Questions. A loaded word. Especially here.

I stepped into one of my classes, "Way of Council," for the very first time a few weeks back. Having gone to UMass, I thought I'd seen it all as far as nontraditional class experiences. But not even I could have been prepared for what the next three hours would bring. Apparently, the word "class" at SIT can be code for  "three-hour therapy session." In a class about active listening and creating healing through circle processes, our first go-around proved downright emotional. The question was: "What brought you here?" A question that, over the next forty-five minutes, would move three-quarters of my class to tears. (Myself included, but that's not entirely shocking).

Why was this question an emotional one? I am sure each person in the class could give you a different answer. But the truth is, the question "What brought you here?" is not just about the present.

What brought you here? This means that we all have a there.

But where/what is there?

Unfulfilling jobs. An undying passion. War. Poverty. Families left behind. A devoted spouse. The need to shake things up and create change.

Death.

Supportive parents. In my case, two of the most incredibly supportive parents. The second I told my mom last January that grad school was on my radar, she gave me a huge hug. Yes, Maria. This is for you.

And yes, I say parents with an s. Because even after his death, my dad supports me in more ways than I can count. In more ways than I can express in this space. And I'm trying my hardest to make him proud of me.

The "theres" in our lives, the questions, the people left behind, the baggage...it can make all of us "itchy." We all get itchy sometimes. (I'm sure a few of my lovely friends will find a way to make this dirty, but bear with me.)  It's okay to be uncomfortable. With uneasiness comes exploration. Surprises. Further questions.

When we're itchy, we scratch and we get to the source. 

When I am uncomfortable, I stretch. When I stretch, I surprise myself.

Wow. How liberating it feels when I surprise myself. How freeing. How downright unbelievable.

How uncomfortable I felt on that first day walking into a pseudo-cafeteria to meet a hundred people, none of whom I had any connections to whatsoever. Uncomfortable, yes. But in the midst of that discomfort, I had no choice but to put myself out there.

The result? New friends from all over the United States and over a dozen countries. A few special people have already become beautiful additions to my life, and we are only in week five or six.

With all of these questions...questions about international education, questions about the current state of the world and questions about how the hell I can help when so many tragedies still happen each and every day.
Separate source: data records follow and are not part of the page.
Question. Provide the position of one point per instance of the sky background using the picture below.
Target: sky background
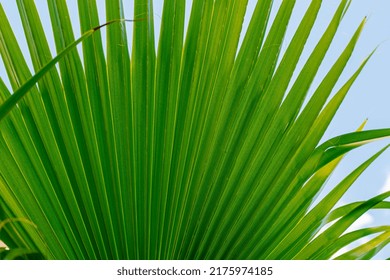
(369, 97)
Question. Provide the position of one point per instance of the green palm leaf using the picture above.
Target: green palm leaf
(198, 147)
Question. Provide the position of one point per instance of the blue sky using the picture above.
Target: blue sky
(369, 98)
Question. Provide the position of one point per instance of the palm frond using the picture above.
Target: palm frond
(199, 146)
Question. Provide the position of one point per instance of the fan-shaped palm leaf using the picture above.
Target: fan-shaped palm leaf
(201, 148)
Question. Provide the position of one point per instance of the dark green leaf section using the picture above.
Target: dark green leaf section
(192, 145)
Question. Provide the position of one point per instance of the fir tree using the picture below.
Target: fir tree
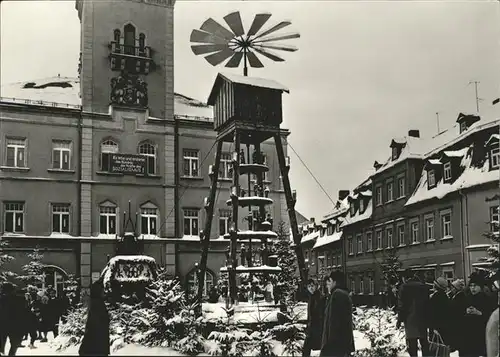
(4, 259)
(287, 278)
(34, 270)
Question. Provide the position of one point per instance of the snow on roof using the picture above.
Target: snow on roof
(322, 241)
(348, 220)
(471, 176)
(65, 92)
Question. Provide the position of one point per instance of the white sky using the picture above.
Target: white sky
(366, 71)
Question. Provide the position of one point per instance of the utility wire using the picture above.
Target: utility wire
(310, 172)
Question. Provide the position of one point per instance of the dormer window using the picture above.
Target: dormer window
(431, 178)
(447, 171)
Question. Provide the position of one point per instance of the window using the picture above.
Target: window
(191, 163)
(16, 153)
(395, 153)
(431, 178)
(378, 234)
(401, 187)
(14, 217)
(494, 219)
(61, 155)
(414, 232)
(369, 241)
(401, 235)
(149, 219)
(389, 232)
(108, 147)
(191, 222)
(359, 238)
(149, 151)
(378, 191)
(495, 158)
(224, 217)
(429, 228)
(446, 224)
(107, 218)
(225, 170)
(390, 191)
(192, 282)
(448, 274)
(447, 171)
(60, 218)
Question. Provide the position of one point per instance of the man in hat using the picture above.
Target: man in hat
(440, 313)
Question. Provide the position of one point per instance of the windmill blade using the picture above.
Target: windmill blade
(205, 37)
(257, 23)
(275, 28)
(217, 29)
(277, 38)
(203, 49)
(235, 61)
(277, 47)
(234, 22)
(269, 55)
(218, 57)
(253, 60)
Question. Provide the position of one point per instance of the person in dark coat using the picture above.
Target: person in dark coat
(478, 308)
(440, 314)
(338, 337)
(413, 312)
(315, 311)
(13, 318)
(95, 340)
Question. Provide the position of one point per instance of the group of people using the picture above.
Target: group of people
(29, 314)
(459, 317)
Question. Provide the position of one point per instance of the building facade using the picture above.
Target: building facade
(429, 204)
(69, 179)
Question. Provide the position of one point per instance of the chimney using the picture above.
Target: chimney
(414, 133)
(343, 194)
(377, 165)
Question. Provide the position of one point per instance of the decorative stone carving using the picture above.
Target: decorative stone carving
(129, 90)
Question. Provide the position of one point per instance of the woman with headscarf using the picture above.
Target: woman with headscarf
(95, 340)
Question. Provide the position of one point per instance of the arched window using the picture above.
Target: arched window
(192, 282)
(108, 147)
(149, 151)
(107, 218)
(129, 39)
(54, 277)
(149, 219)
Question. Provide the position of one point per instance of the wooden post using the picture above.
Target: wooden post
(235, 206)
(205, 240)
(290, 202)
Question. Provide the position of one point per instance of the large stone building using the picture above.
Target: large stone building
(432, 201)
(80, 156)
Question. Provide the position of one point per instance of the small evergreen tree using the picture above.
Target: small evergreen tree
(33, 271)
(4, 259)
(286, 279)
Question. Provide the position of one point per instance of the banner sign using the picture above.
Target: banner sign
(128, 164)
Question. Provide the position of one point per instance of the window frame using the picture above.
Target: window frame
(186, 158)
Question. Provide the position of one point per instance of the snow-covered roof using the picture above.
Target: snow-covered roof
(322, 241)
(471, 175)
(64, 92)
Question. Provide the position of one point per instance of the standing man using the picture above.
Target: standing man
(315, 311)
(412, 311)
(338, 338)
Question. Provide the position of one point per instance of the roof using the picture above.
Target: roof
(245, 80)
(65, 92)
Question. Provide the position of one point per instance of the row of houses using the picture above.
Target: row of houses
(429, 204)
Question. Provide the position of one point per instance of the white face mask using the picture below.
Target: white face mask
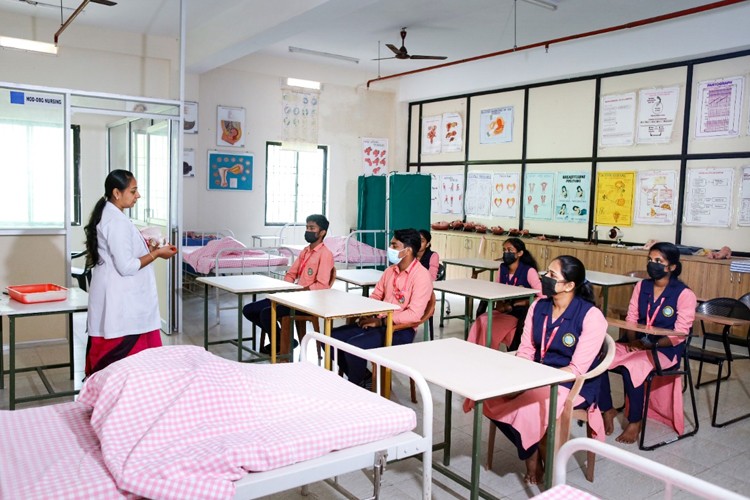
(393, 257)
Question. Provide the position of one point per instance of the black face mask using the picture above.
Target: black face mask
(311, 236)
(548, 286)
(656, 271)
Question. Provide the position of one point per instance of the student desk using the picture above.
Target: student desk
(241, 285)
(329, 305)
(607, 281)
(77, 301)
(483, 290)
(364, 278)
(477, 373)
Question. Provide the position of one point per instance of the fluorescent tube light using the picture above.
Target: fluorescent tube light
(547, 4)
(300, 50)
(30, 45)
(307, 84)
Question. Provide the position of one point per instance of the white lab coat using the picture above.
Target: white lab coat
(122, 297)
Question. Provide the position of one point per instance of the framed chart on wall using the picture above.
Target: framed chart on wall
(230, 171)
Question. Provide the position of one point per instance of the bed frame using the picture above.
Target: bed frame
(376, 454)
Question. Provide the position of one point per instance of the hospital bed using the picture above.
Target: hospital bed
(178, 422)
(672, 479)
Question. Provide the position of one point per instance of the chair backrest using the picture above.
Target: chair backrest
(725, 306)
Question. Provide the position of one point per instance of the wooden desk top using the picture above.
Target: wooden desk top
(248, 283)
(332, 303)
(471, 370)
(637, 327)
(482, 289)
(359, 277)
(722, 320)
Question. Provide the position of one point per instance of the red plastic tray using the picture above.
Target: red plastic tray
(41, 292)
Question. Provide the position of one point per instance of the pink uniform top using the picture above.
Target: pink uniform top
(686, 304)
(410, 289)
(589, 342)
(312, 269)
(532, 276)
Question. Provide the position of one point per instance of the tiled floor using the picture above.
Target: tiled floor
(721, 456)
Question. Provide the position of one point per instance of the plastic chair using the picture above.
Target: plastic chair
(82, 275)
(607, 354)
(729, 308)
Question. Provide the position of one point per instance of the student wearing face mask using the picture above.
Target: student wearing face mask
(564, 330)
(661, 301)
(406, 283)
(312, 270)
(518, 268)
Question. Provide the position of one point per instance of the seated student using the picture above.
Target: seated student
(518, 268)
(407, 284)
(429, 259)
(662, 301)
(311, 270)
(566, 331)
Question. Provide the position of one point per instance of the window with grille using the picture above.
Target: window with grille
(295, 184)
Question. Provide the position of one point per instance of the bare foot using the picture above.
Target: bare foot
(534, 469)
(609, 421)
(630, 434)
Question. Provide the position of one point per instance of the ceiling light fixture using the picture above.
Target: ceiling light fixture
(547, 4)
(30, 45)
(305, 84)
(300, 50)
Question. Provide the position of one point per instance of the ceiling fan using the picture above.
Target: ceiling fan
(402, 53)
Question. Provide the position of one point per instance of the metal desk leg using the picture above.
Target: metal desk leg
(239, 327)
(551, 428)
(70, 344)
(447, 428)
(273, 332)
(205, 317)
(12, 363)
(488, 335)
(442, 308)
(476, 442)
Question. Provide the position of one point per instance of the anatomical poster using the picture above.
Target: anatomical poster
(614, 198)
(478, 192)
(431, 129)
(374, 156)
(496, 125)
(452, 194)
(655, 199)
(452, 133)
(505, 195)
(540, 195)
(708, 200)
(572, 197)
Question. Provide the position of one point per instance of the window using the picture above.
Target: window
(295, 184)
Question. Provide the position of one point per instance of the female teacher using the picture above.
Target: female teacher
(123, 316)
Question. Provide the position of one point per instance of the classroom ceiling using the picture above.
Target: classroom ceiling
(220, 32)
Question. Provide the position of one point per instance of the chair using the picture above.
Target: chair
(82, 275)
(729, 308)
(428, 313)
(569, 413)
(301, 319)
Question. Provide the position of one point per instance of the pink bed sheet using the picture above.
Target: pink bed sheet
(203, 258)
(52, 452)
(179, 422)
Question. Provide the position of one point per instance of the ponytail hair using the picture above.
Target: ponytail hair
(117, 179)
(671, 253)
(573, 270)
(526, 258)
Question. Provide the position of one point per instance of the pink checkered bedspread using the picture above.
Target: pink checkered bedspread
(203, 258)
(179, 422)
(52, 452)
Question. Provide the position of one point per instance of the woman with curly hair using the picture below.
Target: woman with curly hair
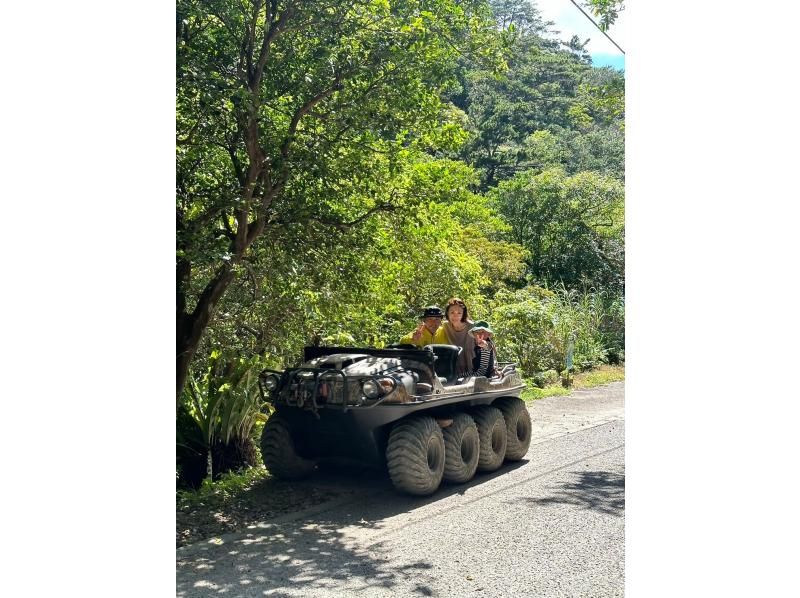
(456, 330)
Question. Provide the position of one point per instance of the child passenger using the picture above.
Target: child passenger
(484, 360)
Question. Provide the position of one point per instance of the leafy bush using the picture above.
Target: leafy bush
(216, 419)
(534, 327)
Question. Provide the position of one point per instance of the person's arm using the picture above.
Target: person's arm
(416, 337)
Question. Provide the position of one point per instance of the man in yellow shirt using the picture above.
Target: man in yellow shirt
(429, 330)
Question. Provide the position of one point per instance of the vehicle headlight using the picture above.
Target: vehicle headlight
(371, 389)
(270, 383)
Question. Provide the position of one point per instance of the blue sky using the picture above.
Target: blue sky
(569, 21)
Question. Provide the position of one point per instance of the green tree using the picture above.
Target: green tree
(571, 226)
(281, 106)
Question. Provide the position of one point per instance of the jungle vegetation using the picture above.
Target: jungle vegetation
(342, 165)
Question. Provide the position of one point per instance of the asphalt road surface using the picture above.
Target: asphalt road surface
(549, 525)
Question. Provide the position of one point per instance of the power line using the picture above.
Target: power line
(598, 26)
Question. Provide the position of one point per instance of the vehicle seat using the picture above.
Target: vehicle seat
(446, 361)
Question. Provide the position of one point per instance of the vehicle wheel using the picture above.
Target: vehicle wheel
(492, 433)
(461, 449)
(278, 452)
(518, 427)
(415, 455)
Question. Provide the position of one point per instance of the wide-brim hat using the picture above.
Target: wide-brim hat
(432, 311)
(481, 325)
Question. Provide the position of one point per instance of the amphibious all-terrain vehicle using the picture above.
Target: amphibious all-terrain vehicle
(402, 408)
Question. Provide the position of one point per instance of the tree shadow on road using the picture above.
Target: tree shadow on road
(310, 553)
(602, 491)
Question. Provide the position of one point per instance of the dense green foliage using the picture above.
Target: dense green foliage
(342, 165)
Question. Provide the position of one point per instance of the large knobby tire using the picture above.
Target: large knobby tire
(492, 433)
(278, 452)
(415, 455)
(518, 427)
(461, 449)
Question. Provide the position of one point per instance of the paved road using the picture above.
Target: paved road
(550, 525)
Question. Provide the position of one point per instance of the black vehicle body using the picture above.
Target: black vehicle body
(330, 416)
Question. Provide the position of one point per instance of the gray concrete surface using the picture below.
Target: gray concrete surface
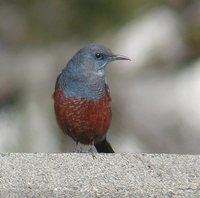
(106, 175)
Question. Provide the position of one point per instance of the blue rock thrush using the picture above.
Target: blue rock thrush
(82, 99)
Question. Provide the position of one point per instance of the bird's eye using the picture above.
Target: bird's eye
(99, 55)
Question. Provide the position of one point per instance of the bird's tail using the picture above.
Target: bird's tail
(104, 147)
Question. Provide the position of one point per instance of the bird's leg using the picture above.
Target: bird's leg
(91, 150)
(78, 149)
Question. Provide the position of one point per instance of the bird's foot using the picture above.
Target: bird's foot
(78, 148)
(91, 150)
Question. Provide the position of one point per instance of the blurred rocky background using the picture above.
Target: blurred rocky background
(156, 96)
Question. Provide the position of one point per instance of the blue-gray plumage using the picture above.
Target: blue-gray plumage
(84, 74)
(82, 98)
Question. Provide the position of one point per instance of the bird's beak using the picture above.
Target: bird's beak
(119, 57)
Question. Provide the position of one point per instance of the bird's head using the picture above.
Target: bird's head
(92, 59)
(84, 74)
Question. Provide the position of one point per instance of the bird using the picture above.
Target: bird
(82, 100)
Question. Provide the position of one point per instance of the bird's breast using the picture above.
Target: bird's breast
(84, 120)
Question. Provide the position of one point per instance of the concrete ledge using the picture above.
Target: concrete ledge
(111, 175)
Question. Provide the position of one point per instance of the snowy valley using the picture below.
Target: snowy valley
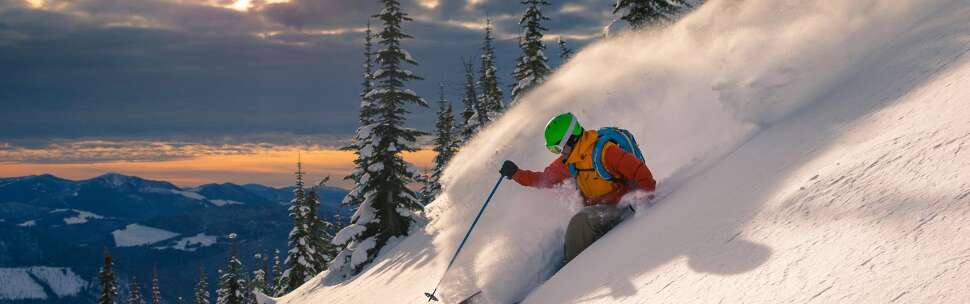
(807, 151)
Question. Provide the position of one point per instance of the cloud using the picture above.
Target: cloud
(154, 68)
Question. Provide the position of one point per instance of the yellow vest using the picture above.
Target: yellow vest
(590, 184)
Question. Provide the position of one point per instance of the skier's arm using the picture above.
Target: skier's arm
(628, 167)
(554, 174)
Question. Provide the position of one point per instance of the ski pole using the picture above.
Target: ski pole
(430, 295)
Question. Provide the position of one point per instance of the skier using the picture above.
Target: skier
(605, 163)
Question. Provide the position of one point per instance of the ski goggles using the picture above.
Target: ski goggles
(558, 148)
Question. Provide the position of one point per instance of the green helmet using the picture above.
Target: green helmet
(557, 129)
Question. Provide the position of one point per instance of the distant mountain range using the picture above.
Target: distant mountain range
(53, 232)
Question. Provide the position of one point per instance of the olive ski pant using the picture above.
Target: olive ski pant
(587, 226)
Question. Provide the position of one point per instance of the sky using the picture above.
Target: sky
(181, 89)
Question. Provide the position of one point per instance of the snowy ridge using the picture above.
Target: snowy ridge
(192, 243)
(138, 235)
(81, 217)
(811, 151)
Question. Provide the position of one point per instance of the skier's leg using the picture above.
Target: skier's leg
(587, 226)
(579, 235)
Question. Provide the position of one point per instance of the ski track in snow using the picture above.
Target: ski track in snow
(138, 235)
(27, 283)
(810, 152)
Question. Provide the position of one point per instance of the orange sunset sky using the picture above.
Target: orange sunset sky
(272, 167)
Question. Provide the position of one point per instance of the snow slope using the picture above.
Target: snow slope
(29, 282)
(810, 151)
(138, 235)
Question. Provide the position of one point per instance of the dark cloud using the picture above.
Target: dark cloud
(102, 68)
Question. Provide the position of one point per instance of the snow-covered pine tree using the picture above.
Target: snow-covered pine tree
(491, 97)
(303, 258)
(469, 115)
(202, 295)
(258, 283)
(156, 291)
(388, 206)
(322, 231)
(276, 275)
(362, 136)
(231, 282)
(134, 292)
(444, 147)
(532, 67)
(106, 278)
(641, 13)
(564, 52)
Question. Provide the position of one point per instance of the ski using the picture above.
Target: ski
(471, 299)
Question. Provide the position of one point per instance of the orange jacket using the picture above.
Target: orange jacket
(628, 172)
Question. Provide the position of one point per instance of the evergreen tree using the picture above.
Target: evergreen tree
(491, 97)
(156, 291)
(532, 66)
(322, 231)
(564, 52)
(444, 147)
(259, 275)
(303, 260)
(276, 275)
(134, 292)
(469, 116)
(641, 13)
(231, 281)
(362, 137)
(388, 207)
(202, 295)
(109, 286)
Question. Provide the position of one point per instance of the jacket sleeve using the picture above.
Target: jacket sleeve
(626, 166)
(553, 175)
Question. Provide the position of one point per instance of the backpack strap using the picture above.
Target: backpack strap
(622, 138)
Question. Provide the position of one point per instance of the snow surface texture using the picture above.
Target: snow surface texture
(192, 243)
(810, 151)
(28, 282)
(81, 217)
(137, 235)
(221, 203)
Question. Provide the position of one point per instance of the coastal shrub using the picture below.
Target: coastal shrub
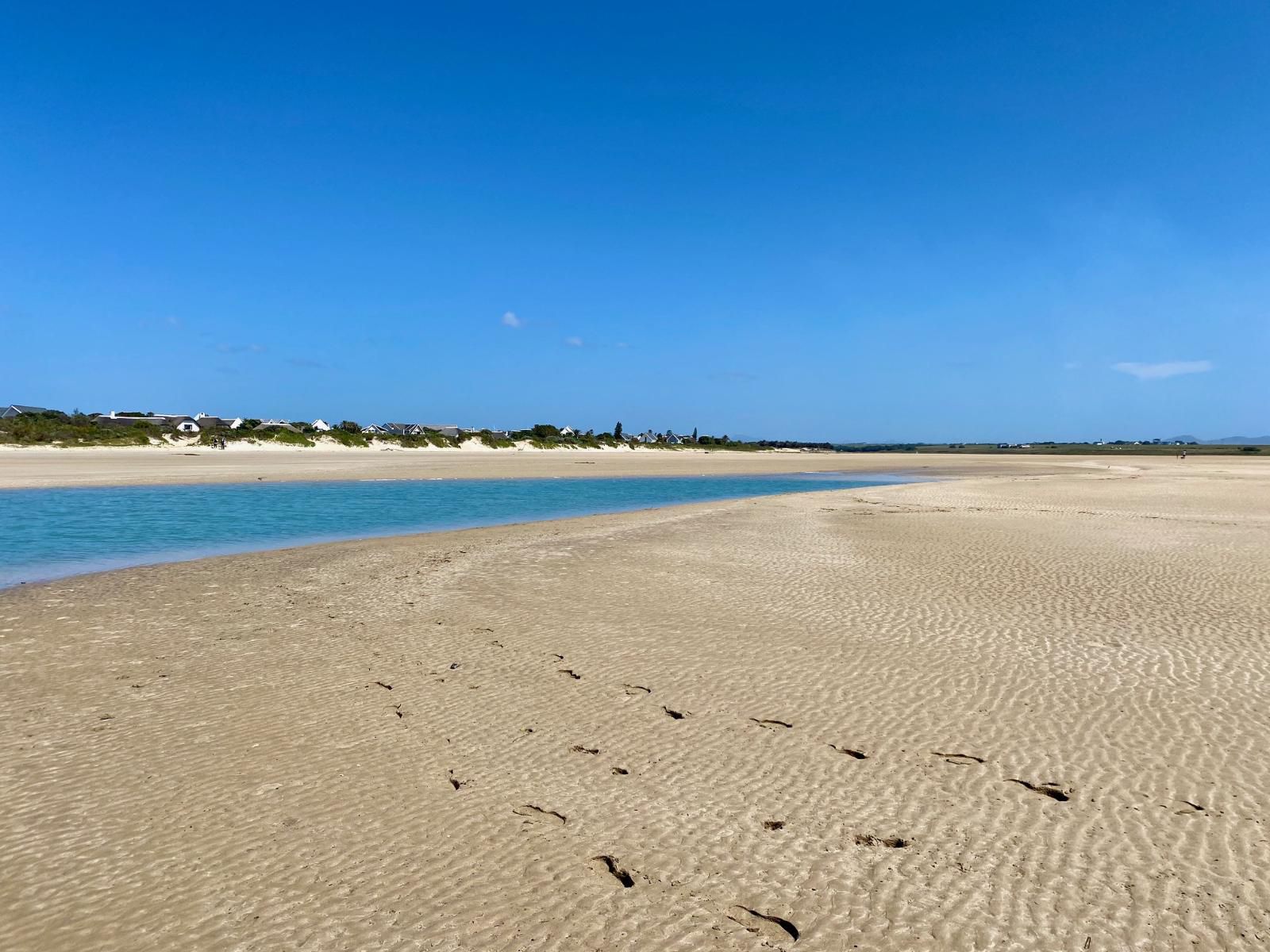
(347, 438)
(54, 428)
(279, 436)
(495, 442)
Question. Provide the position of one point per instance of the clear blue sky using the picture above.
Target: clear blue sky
(841, 221)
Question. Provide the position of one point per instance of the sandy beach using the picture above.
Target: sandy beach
(44, 467)
(1024, 708)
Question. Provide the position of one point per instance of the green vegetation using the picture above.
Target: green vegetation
(54, 428)
(346, 437)
(493, 442)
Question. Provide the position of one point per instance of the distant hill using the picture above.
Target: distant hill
(1226, 441)
(1232, 441)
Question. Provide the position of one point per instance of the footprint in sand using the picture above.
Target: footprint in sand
(962, 759)
(850, 752)
(770, 928)
(1051, 790)
(609, 866)
(537, 814)
(864, 839)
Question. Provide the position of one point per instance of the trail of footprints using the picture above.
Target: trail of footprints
(772, 930)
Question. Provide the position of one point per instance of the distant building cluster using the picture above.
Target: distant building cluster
(202, 422)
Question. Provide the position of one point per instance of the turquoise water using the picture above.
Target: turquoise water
(48, 533)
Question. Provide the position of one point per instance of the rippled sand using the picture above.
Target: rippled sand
(1013, 712)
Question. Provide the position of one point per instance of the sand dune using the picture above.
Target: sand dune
(37, 467)
(1016, 712)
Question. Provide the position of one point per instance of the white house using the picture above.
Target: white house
(210, 422)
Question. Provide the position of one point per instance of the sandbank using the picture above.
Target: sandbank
(1015, 711)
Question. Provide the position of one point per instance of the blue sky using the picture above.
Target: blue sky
(842, 221)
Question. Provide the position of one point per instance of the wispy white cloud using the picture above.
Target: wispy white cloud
(1159, 371)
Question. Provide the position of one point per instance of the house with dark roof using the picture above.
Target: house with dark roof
(19, 410)
(276, 425)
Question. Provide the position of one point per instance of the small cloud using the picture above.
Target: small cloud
(1159, 371)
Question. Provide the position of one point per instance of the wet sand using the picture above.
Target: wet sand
(120, 466)
(1022, 711)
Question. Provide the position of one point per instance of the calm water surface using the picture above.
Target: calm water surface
(46, 533)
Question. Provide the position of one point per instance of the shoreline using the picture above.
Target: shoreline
(108, 566)
(48, 467)
(1018, 711)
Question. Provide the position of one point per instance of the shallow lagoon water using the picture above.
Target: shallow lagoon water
(48, 533)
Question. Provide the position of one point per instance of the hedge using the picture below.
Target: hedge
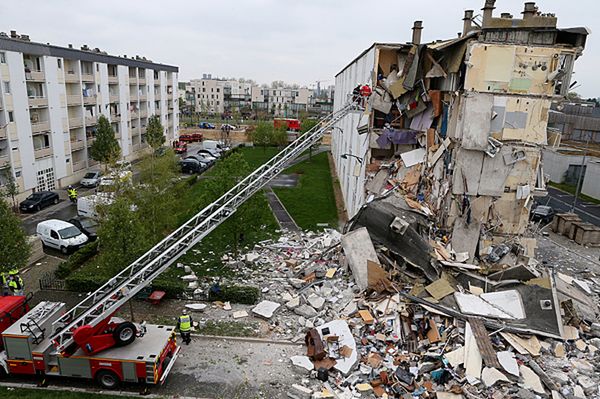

Heck, I'm even beginning to question my own interests! But, as I reflect on these questions (which, on occasion, include  questions about my own sanity), I begin to realize that I would much rather question than remain stagnant. Life is far too precious for that.

I'll take being itchy any day, as long as itchiness = growth. And I am already doing some serious evolving.



....be right back, I have a mosquito bite to scratch.